The Best Ever Pecan Pie Bars with Shortbread Crust

Gooey Pecan Pie Bars

Gooey Pecan Pie Bars

Ingredients

Shortbread:

  • 1 cup flour
  • 1/2 cup sugar
  • 1 stick cold butter cut in pieces
  • 1/2 tsp. vanilla extract
  • 1/2 tsp. salt

Pecan Pie Topping:

  • 2 cups pecan halves or pieces
  • 2 tbsp. whipping cream
  • 1 stick salted butter
  • 1 cup brown sugar
  • 1/3 cup corn syrup
  • 1/2 tsp. vanilla extract
  • 1 tbsp. maple syrup

Instructions

Shortbread:

  • Preheat the oven to 350 degrees and line a 9×9 pan with parchment paper.
  • Combine flour, sugar and salt in a food processor.
  • Add in the butter, one piece at a time, pulsing until a dough forms. (SEE NOTES)
  • Add the vanilla extract and mix. Press the dough into the lined pan.
  • Bake for 15-17 minutes.

Pecan Pie Topping:

  • Combine all the pecan pie topping ingredients in a saucepan and heat until bubbling.
  • Pour mixture on top of HOT shortbread.
  • Return to the oven and bake another 15 minutes. Remove from oven and let cool. I put them in the refrigerator to cool to speed it up.
  • Once FULLY cooled, remove from the baking dish, take the parchment paper off, and slice into bars.
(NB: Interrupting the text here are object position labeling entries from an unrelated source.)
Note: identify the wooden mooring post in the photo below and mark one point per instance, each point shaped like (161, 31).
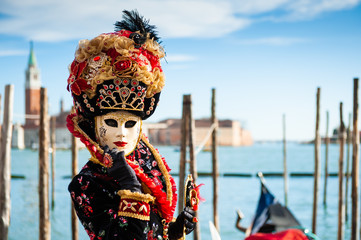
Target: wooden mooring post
(188, 128)
(44, 219)
(285, 161)
(341, 206)
(348, 141)
(53, 150)
(5, 162)
(215, 171)
(327, 143)
(317, 163)
(355, 166)
(74, 167)
(183, 153)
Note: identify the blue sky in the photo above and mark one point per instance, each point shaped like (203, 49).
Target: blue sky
(266, 58)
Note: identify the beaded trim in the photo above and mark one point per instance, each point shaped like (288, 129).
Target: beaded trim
(166, 201)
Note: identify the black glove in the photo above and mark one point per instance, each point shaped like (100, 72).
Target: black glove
(185, 219)
(121, 171)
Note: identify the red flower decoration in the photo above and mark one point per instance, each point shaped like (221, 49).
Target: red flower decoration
(122, 65)
(112, 53)
(76, 84)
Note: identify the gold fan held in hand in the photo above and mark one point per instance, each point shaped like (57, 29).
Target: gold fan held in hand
(191, 199)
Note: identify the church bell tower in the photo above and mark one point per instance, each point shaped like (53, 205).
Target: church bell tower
(32, 91)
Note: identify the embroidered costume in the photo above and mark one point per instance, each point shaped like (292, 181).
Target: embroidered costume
(125, 191)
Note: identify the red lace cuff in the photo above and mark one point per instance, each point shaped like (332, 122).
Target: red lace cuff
(135, 205)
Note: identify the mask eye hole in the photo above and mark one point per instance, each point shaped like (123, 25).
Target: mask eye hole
(130, 123)
(111, 122)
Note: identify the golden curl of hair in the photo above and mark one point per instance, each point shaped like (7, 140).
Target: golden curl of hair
(124, 46)
(158, 83)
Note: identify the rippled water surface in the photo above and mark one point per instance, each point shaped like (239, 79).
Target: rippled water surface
(234, 192)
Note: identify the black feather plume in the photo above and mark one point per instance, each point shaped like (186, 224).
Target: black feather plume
(133, 22)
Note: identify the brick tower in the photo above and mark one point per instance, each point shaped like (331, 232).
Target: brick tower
(32, 91)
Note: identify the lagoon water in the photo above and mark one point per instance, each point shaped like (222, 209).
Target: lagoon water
(234, 192)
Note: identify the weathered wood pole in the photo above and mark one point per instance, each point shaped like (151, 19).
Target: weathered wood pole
(191, 139)
(74, 167)
(215, 170)
(53, 148)
(183, 153)
(348, 141)
(355, 166)
(192, 157)
(341, 206)
(5, 162)
(327, 142)
(317, 163)
(44, 219)
(285, 161)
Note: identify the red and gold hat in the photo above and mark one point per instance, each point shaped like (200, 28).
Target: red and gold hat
(119, 70)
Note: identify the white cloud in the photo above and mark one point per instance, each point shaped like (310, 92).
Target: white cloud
(276, 41)
(5, 53)
(46, 20)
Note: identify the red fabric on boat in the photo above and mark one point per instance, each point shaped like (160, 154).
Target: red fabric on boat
(290, 234)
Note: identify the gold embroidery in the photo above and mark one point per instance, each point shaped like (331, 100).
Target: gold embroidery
(162, 168)
(136, 196)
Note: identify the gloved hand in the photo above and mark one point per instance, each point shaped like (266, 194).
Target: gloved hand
(121, 171)
(185, 219)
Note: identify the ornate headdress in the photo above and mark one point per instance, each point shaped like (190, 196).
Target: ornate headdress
(119, 70)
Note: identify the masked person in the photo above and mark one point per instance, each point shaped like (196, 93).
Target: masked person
(125, 191)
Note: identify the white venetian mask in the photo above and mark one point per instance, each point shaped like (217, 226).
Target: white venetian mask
(119, 129)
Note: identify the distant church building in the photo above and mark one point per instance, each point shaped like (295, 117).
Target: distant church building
(27, 136)
(32, 101)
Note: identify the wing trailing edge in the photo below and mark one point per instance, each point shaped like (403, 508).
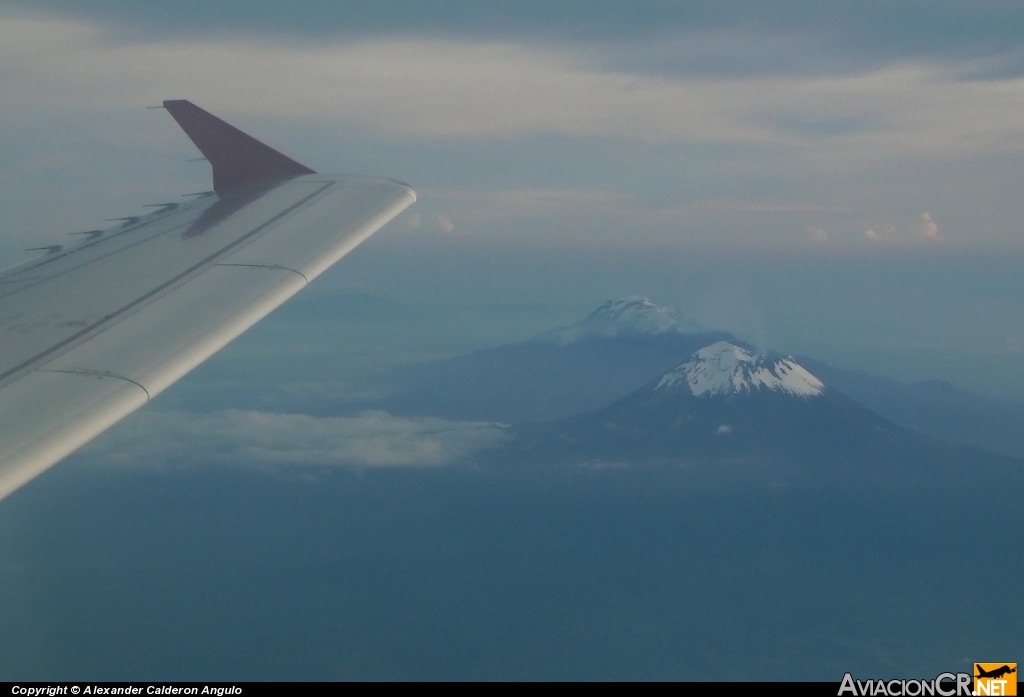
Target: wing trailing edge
(240, 161)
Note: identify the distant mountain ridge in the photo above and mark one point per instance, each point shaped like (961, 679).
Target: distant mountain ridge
(626, 343)
(629, 316)
(583, 366)
(723, 402)
(724, 367)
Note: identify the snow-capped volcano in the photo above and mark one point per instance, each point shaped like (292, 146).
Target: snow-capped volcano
(629, 316)
(724, 368)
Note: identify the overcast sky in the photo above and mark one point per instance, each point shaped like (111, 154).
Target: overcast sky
(597, 136)
(839, 179)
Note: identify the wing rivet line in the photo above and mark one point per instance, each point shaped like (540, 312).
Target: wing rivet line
(98, 374)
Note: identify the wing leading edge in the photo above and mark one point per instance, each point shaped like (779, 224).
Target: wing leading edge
(92, 332)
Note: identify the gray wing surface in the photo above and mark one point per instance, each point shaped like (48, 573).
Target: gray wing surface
(89, 333)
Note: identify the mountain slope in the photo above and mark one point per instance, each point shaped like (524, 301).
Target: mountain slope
(576, 368)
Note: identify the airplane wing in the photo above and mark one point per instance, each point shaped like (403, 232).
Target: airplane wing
(91, 332)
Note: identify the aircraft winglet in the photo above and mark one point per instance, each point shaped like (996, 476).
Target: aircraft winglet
(239, 160)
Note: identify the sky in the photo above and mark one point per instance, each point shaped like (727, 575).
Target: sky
(833, 179)
(754, 164)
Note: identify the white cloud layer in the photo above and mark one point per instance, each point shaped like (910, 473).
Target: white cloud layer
(468, 88)
(158, 438)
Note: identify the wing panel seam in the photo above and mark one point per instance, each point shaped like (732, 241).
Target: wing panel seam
(97, 374)
(95, 328)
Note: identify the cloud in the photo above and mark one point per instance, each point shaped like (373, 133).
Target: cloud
(927, 228)
(471, 88)
(886, 233)
(817, 233)
(265, 438)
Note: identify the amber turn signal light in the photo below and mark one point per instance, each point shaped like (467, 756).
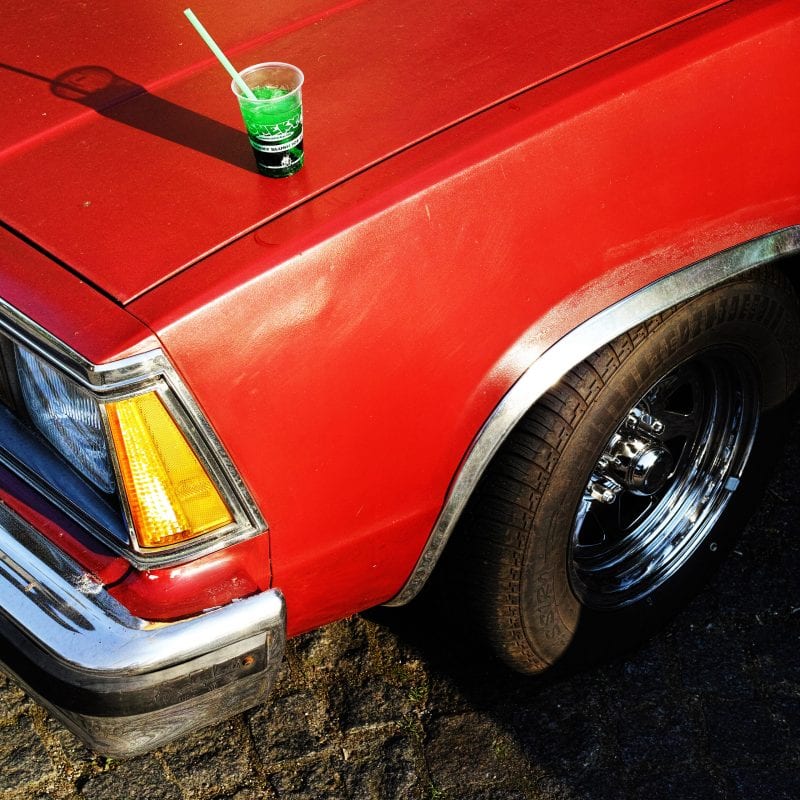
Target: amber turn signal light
(170, 495)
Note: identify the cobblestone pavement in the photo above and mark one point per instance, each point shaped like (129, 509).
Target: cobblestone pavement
(710, 708)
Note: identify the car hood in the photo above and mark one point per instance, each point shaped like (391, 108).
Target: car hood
(122, 153)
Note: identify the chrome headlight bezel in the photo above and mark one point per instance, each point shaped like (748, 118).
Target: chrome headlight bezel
(150, 371)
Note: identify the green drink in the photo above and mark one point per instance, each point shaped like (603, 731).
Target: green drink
(274, 120)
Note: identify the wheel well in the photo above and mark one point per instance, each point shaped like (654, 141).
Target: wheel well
(781, 248)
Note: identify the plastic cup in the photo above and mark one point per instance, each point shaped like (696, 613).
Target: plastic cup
(274, 120)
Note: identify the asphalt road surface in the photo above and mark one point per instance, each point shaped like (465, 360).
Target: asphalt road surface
(379, 708)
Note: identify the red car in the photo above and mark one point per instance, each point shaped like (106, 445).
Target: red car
(526, 315)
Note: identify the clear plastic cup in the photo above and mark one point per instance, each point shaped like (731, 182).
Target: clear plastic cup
(274, 120)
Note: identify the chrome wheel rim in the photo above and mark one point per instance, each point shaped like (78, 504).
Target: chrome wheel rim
(663, 479)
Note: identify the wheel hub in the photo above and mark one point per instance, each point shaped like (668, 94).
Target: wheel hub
(662, 480)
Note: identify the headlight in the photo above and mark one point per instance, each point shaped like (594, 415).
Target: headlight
(67, 416)
(121, 447)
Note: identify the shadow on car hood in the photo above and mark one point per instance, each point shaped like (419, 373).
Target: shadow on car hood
(122, 153)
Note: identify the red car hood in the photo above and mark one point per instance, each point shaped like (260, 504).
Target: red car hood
(122, 153)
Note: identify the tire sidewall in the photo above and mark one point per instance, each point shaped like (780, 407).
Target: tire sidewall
(554, 620)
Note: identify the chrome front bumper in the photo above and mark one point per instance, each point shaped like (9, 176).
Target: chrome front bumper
(122, 684)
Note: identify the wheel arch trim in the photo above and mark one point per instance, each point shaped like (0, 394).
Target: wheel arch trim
(549, 367)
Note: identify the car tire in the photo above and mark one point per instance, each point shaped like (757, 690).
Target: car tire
(623, 487)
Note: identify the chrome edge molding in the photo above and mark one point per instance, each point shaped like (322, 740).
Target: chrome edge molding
(573, 348)
(66, 630)
(134, 375)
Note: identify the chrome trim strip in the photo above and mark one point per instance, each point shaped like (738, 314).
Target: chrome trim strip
(151, 370)
(122, 684)
(71, 618)
(573, 348)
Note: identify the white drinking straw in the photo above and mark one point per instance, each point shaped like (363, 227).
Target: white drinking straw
(223, 59)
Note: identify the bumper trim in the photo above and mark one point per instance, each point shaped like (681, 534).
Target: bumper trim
(123, 684)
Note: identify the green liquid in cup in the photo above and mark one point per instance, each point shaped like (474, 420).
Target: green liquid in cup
(275, 130)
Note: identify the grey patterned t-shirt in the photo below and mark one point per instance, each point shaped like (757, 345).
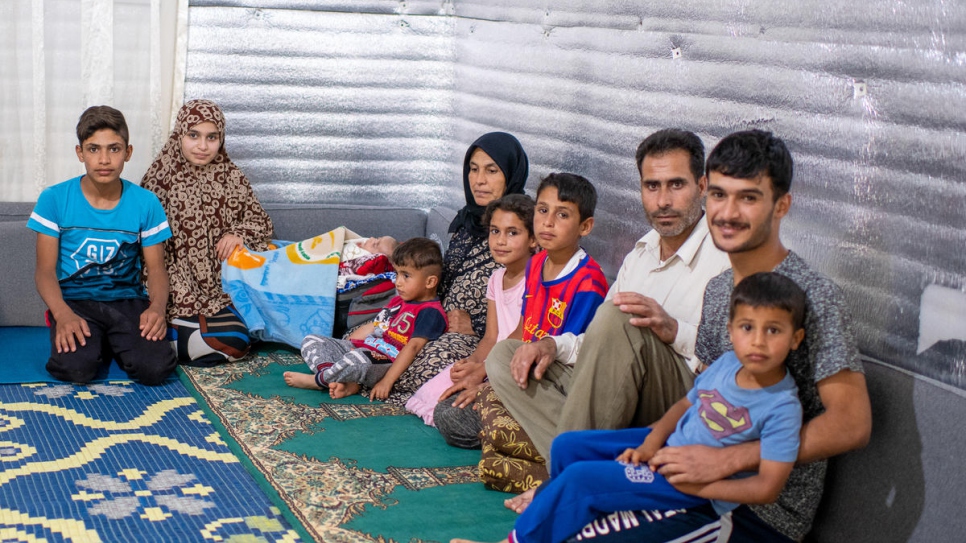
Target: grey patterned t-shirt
(829, 348)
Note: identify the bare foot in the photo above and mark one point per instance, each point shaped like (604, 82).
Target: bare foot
(520, 502)
(301, 380)
(341, 390)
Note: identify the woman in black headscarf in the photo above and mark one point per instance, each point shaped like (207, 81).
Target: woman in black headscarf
(494, 165)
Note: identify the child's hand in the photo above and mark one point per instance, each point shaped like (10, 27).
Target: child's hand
(71, 331)
(637, 456)
(153, 326)
(381, 390)
(227, 245)
(460, 322)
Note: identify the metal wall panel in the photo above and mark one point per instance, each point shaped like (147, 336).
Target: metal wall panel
(376, 101)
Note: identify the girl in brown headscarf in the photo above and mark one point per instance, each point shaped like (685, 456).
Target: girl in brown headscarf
(212, 210)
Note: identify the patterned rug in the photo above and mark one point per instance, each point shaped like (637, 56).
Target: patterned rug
(350, 470)
(117, 461)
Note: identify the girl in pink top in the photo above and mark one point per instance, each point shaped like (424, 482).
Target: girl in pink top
(509, 222)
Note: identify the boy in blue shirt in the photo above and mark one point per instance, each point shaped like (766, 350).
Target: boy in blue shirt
(92, 232)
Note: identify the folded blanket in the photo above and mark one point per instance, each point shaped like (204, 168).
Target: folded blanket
(287, 293)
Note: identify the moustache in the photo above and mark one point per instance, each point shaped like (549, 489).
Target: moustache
(729, 224)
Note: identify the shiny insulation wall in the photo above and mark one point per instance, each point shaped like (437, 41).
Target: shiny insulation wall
(375, 102)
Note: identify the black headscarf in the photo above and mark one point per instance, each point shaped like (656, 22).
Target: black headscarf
(509, 155)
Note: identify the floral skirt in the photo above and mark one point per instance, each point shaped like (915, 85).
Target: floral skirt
(509, 462)
(432, 359)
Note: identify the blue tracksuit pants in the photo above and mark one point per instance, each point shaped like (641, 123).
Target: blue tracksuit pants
(586, 482)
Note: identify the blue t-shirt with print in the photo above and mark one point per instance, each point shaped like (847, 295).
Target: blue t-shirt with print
(722, 413)
(100, 249)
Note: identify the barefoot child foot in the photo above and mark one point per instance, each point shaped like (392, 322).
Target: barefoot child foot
(520, 502)
(301, 380)
(342, 390)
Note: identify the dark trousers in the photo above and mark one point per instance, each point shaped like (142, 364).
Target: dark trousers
(114, 335)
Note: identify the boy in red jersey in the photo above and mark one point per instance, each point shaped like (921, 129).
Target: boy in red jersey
(376, 354)
(564, 285)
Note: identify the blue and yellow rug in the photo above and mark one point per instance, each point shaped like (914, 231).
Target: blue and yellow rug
(116, 461)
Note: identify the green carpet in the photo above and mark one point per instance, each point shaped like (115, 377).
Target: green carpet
(348, 470)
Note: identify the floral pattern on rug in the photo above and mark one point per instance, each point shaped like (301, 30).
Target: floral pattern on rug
(323, 494)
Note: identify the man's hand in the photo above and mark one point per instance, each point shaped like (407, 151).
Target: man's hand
(71, 331)
(537, 355)
(153, 326)
(227, 245)
(381, 390)
(460, 322)
(696, 463)
(647, 313)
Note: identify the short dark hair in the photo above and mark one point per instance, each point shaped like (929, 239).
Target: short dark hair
(520, 205)
(748, 154)
(572, 188)
(673, 139)
(97, 118)
(419, 253)
(773, 290)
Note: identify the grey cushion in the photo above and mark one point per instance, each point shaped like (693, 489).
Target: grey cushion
(295, 222)
(907, 484)
(20, 305)
(437, 224)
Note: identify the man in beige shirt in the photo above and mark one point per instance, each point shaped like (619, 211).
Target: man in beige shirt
(636, 358)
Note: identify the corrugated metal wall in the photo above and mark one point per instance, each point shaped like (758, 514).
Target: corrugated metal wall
(376, 101)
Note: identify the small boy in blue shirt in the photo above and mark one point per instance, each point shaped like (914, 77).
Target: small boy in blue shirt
(745, 395)
(92, 232)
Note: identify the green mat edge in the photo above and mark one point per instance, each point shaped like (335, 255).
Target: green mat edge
(238, 450)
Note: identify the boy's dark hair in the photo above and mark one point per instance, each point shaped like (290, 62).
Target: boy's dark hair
(419, 253)
(520, 205)
(770, 289)
(673, 139)
(748, 154)
(97, 118)
(572, 188)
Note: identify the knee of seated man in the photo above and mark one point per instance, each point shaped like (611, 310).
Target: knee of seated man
(77, 367)
(457, 425)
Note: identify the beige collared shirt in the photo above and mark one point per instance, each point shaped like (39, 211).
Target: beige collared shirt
(677, 284)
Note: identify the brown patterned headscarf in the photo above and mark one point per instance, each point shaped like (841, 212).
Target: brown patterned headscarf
(203, 204)
(171, 168)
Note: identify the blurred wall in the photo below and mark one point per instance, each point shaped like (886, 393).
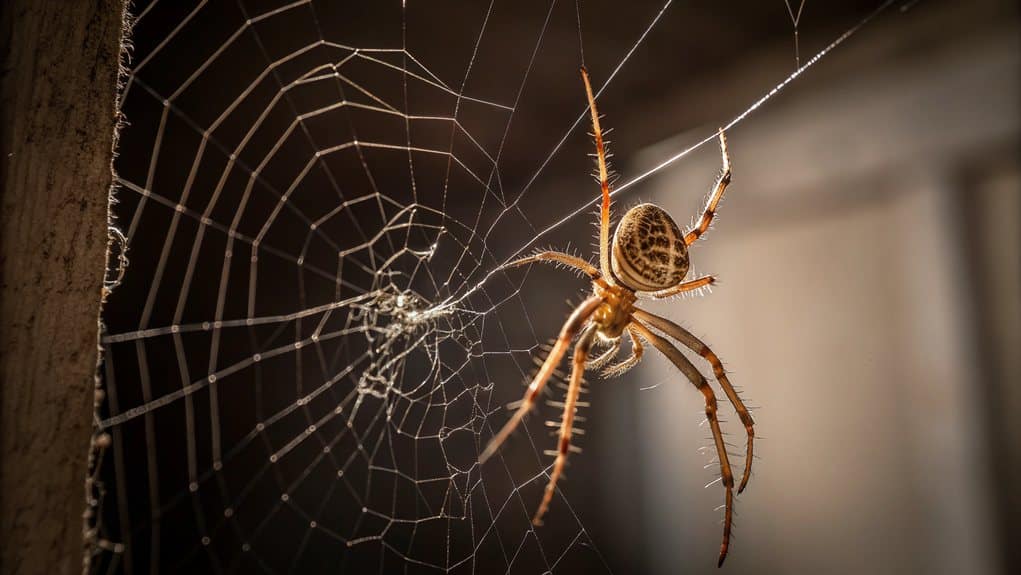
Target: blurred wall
(859, 257)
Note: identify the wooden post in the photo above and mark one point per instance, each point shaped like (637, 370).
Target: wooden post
(57, 124)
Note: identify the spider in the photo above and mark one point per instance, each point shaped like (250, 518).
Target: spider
(648, 256)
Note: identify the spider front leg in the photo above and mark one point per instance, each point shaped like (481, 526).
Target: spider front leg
(600, 155)
(567, 422)
(699, 347)
(714, 198)
(681, 288)
(571, 328)
(560, 257)
(695, 377)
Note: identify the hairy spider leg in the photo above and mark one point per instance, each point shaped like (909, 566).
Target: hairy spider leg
(563, 258)
(636, 352)
(567, 422)
(695, 377)
(600, 152)
(714, 198)
(699, 347)
(571, 328)
(686, 286)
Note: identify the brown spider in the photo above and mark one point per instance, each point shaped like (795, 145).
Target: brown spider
(648, 255)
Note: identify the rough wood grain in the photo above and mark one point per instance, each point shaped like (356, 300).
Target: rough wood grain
(57, 118)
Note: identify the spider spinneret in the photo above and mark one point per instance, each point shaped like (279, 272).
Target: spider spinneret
(649, 256)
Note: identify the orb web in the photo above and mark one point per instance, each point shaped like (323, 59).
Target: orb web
(300, 362)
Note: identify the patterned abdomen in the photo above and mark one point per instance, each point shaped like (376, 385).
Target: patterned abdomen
(649, 252)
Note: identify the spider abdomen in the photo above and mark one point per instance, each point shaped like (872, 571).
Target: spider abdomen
(649, 252)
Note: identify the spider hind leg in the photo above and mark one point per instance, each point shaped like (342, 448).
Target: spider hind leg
(567, 422)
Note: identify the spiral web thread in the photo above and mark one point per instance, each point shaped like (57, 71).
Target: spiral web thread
(303, 377)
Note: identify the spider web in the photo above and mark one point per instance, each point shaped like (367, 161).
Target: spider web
(313, 336)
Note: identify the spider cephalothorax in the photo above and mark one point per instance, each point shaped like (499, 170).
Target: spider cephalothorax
(648, 256)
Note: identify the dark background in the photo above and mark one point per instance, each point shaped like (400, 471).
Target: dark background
(867, 252)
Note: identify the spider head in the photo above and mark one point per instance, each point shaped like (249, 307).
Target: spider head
(648, 252)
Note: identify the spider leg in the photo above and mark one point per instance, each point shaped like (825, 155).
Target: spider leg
(600, 152)
(572, 261)
(636, 352)
(714, 198)
(686, 286)
(605, 356)
(567, 423)
(570, 329)
(699, 347)
(695, 377)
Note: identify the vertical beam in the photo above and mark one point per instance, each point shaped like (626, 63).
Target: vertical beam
(57, 123)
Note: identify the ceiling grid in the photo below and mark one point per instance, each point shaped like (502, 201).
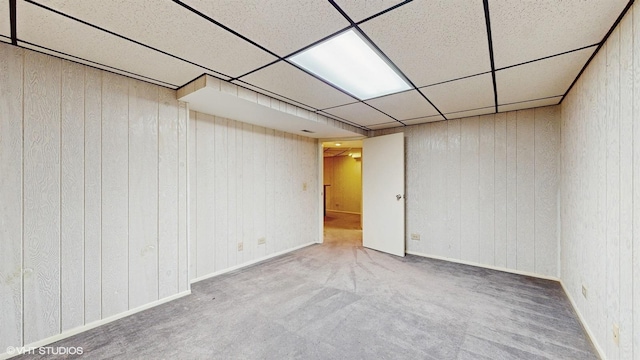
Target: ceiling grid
(460, 57)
Use a sharp, warm knife to make slicing easier.
  • The bars can be stored in an airtight container. I recommend keeping them in the fridge so they don’t melt. They can also be frozen (SEE NOTES).

Expert Tips:

  1. Always make sure the butter stays cold. If the butter gets too warm, your shortbread will not set right.
  2. You can substitute honey for the maple syrup if you don’t have any. I’ve used them both and always have great results.
  3. I don’t recommend using whole pecans. For best results, use pecan pieces.
  4. When you make the dough, it’s important to add the butter in small pieces one at a time, pulsing the food processor in between. I recommend only using the pulse setting. Once all butter is added, the texture should be crumbly. DO NOT OVER PROCESS.
  5. Pouring the pecan pie mixture onto hot shortbread allows the mixture to seep into the shortbread, which is what we want.
  6. It is extremely important to let these cool and set properly. Otherwise you will have a goopy mess. I highly recommend storing them in the fridge.
  7. To make it easier to slice the bars, use a very sharp knife and run it under hot water to heat the blade. The warm blade should slide through the bars easier.
  8. To freeze: Place the sliced pecan bars on a baking sheet and place them directly in the freezer for 6-8 hours, or until frozen through. Wrap each bar in plastic wrap and place in a freezer bag to store in the freezer for up to 4 months. To defrost, place the bars on a plate or baking sheet and defrost in the fridge overnight.